Dharma, a lending startup, just launched on the Ethereum Blockchain. The application enables lenders and borrowers to be matched peer-to-peer and to establish crypto lending terms through the platform’s smart contracts. Dissimilar from other smart contract situations, Dharma offers a fixed rate return on the crypto that users lend.
Nadav Hollander, the platform’s CEO explained to CoinDesk that the platform aims to ensure that users have a positive experience. He stated,
“There are a handful ways to earn interest on your crypto in a non-custodial manner, pretty much all of those require a high degree of technical knowledge.”
Further, the platform has taken the approach of becoming user-first, instead of developer-first. And the underlying smart contract is open source. According to Hollander, the platform has been facilitating the loan process using a pilot that reaches 2,500 users. Thus far, $1.16 million in principal has been borrowed by 1,575 loans. Dharma COO Brendan Foster stated,
“We see the broader shift to blockchain-based financial services as the beginning of a much more efficient, programmable, and equitable system.”
The platform’s website provides insight into how the system functions. Users are prompted to create an account, which can be done from anywhere in the world. Then, they can send funds from any wallet and the funds earn interest or functions as collateral. Once the funds are sent, they can borrow or earn in a matter of minutes. Better yet, the transactions are described as
As the platform explains, it does not
“touch your crypto.”
Rather, the platform
“provides the means to move it, through this magical thing called the blockchain.”

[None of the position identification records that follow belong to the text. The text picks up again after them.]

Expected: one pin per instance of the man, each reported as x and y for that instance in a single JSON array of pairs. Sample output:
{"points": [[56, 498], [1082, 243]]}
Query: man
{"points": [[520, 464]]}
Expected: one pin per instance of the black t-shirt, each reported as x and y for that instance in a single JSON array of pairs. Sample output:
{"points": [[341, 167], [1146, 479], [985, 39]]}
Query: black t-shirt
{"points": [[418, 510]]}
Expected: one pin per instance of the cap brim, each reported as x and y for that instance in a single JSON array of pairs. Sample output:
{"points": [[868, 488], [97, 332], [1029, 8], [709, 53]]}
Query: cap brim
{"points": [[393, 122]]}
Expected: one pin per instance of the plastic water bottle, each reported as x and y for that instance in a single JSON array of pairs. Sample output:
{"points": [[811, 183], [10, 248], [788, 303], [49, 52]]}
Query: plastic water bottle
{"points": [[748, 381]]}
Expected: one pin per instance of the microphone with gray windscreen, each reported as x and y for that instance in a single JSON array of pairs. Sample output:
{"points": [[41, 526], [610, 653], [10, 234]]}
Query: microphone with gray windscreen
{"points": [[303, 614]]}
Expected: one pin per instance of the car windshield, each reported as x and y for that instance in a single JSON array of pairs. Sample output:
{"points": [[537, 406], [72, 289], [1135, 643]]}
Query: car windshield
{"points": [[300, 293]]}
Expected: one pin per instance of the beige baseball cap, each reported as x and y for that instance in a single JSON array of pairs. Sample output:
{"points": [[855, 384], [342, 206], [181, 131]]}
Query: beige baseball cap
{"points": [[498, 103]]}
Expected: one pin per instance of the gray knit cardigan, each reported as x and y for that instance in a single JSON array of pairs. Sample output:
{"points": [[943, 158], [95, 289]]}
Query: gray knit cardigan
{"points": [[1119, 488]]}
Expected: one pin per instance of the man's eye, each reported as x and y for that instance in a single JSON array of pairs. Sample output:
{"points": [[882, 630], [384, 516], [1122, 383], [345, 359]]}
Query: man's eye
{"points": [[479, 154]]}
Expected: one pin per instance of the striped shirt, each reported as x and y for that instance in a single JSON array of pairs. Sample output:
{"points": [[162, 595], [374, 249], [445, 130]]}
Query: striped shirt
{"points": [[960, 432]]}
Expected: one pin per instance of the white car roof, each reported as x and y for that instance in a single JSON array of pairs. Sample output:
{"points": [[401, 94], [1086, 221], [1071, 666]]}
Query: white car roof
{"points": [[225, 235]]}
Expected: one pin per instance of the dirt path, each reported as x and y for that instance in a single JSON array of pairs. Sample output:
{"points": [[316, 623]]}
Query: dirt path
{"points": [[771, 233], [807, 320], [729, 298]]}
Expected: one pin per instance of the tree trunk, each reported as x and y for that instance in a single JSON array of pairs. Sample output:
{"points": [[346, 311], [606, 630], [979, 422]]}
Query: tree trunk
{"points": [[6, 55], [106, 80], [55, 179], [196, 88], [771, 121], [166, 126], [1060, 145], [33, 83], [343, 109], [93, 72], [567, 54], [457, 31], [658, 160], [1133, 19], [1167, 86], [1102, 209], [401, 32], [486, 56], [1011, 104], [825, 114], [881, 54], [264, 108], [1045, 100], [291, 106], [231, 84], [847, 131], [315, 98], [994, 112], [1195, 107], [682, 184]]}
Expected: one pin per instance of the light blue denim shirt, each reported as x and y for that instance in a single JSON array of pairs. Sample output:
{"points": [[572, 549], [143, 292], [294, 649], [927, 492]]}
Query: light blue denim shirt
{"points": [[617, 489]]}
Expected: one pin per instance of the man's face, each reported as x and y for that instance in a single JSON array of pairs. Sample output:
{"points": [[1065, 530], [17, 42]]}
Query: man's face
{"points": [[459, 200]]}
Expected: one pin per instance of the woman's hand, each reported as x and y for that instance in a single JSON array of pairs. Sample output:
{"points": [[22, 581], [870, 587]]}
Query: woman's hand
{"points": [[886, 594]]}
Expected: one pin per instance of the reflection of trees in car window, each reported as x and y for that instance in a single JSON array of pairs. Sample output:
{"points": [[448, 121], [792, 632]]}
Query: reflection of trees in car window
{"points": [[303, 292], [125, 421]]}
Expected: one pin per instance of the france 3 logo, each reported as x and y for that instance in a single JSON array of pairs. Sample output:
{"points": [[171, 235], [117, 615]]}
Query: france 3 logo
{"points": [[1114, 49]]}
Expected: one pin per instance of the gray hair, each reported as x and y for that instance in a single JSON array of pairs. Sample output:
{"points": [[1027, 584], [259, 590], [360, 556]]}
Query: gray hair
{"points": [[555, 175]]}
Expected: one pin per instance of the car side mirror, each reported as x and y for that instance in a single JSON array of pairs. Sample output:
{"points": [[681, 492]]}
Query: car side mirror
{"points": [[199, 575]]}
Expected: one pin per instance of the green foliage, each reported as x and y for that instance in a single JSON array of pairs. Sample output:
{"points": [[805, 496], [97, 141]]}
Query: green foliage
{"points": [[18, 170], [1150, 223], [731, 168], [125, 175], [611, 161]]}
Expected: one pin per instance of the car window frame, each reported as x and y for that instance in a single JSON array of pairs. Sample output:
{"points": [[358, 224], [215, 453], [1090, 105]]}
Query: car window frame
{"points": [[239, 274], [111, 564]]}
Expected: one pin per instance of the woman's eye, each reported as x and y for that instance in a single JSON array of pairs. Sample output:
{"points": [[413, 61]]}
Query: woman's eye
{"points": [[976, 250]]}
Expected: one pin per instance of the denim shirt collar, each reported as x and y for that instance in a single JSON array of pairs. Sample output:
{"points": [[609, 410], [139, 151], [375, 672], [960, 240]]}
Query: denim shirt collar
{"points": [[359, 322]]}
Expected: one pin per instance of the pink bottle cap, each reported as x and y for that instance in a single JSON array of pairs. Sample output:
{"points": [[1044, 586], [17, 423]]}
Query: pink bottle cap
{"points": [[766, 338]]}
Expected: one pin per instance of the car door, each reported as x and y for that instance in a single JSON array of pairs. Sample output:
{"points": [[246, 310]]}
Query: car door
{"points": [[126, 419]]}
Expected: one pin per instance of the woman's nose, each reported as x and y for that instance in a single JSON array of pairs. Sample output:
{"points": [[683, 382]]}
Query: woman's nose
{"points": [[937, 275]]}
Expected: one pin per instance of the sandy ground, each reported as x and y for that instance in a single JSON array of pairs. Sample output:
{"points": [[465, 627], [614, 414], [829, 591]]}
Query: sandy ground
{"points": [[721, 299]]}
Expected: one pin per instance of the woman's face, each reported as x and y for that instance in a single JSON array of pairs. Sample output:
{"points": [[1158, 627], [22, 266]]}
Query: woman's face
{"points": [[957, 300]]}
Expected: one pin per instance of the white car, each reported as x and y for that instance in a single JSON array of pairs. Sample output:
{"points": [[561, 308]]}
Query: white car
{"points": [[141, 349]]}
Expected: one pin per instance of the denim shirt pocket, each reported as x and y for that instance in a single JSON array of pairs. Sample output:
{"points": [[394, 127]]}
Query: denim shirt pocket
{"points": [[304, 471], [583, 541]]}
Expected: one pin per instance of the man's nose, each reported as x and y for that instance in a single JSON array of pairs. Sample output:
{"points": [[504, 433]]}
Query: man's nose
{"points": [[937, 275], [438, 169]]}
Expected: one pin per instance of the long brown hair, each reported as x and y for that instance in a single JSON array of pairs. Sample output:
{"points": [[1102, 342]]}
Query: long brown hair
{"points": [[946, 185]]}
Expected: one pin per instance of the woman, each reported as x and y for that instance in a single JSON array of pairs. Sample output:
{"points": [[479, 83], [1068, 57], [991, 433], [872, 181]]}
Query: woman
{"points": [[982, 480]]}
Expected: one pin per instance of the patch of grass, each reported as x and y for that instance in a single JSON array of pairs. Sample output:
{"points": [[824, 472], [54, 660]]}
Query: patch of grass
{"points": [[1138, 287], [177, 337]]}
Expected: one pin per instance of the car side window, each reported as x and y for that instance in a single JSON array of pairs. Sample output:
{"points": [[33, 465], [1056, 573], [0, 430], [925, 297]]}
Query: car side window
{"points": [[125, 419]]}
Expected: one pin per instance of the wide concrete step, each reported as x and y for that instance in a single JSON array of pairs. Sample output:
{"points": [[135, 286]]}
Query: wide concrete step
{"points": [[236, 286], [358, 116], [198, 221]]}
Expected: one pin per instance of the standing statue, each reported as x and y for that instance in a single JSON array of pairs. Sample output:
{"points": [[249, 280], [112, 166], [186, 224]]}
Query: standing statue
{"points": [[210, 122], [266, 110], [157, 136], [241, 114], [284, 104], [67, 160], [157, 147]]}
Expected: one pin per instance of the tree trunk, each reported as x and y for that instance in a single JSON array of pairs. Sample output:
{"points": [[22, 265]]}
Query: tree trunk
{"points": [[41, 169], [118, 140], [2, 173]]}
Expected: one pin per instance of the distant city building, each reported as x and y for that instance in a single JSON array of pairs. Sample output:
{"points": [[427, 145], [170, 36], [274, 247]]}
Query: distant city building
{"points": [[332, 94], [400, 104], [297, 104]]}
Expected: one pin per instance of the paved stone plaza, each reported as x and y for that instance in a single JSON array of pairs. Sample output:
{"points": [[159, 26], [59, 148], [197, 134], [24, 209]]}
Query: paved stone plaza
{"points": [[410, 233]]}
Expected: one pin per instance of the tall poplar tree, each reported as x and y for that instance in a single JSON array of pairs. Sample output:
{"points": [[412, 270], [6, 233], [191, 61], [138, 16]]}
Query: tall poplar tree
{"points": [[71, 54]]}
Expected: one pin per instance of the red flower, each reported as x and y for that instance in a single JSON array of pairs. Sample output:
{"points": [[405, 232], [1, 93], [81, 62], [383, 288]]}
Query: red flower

Generally, the platform requests that users who wish to borrow place up to 150 percent of the value of their loan. Upon being matched with a lender, they can participate in the borrowing process. If the collateral’s value declines below 125 percent of the principal, the smart contract liquidates the borrower’s collateral. This is a risk that borrowers face – called volatility risk. The other risk is a technical one which would arise if the smart contract is written with a mistake. The good news is that the risks are apparently transparent.
One of the issues with the platform is that there need to be more borrowers for things to function properly. Max Bronstein shared with CoinDesk “Although there is a lot of demand for market trading, we think that by making a much more useable interface we will be able to find more use cases.” He also takes the position that ICO startups will be the source of the demand and that they will be willing to accept DAI instead of dollars. And in any event,
“There is much more interest in lending cryptocurrencies than there is in borrowing them.”
Dharma is also subsidizing lenders, in a way. Borrowers are paid 2 percent, and lenders earn 4 on ETH and 5.5 percent on DAI, when their capital is in a loan.
According to Hollander,
“Our approach is to build a non-custodial DeFi product . . . that can be used from any crypto wallet, including Coinbase.” Bronstein added, “We are working hard to allow more optionality.”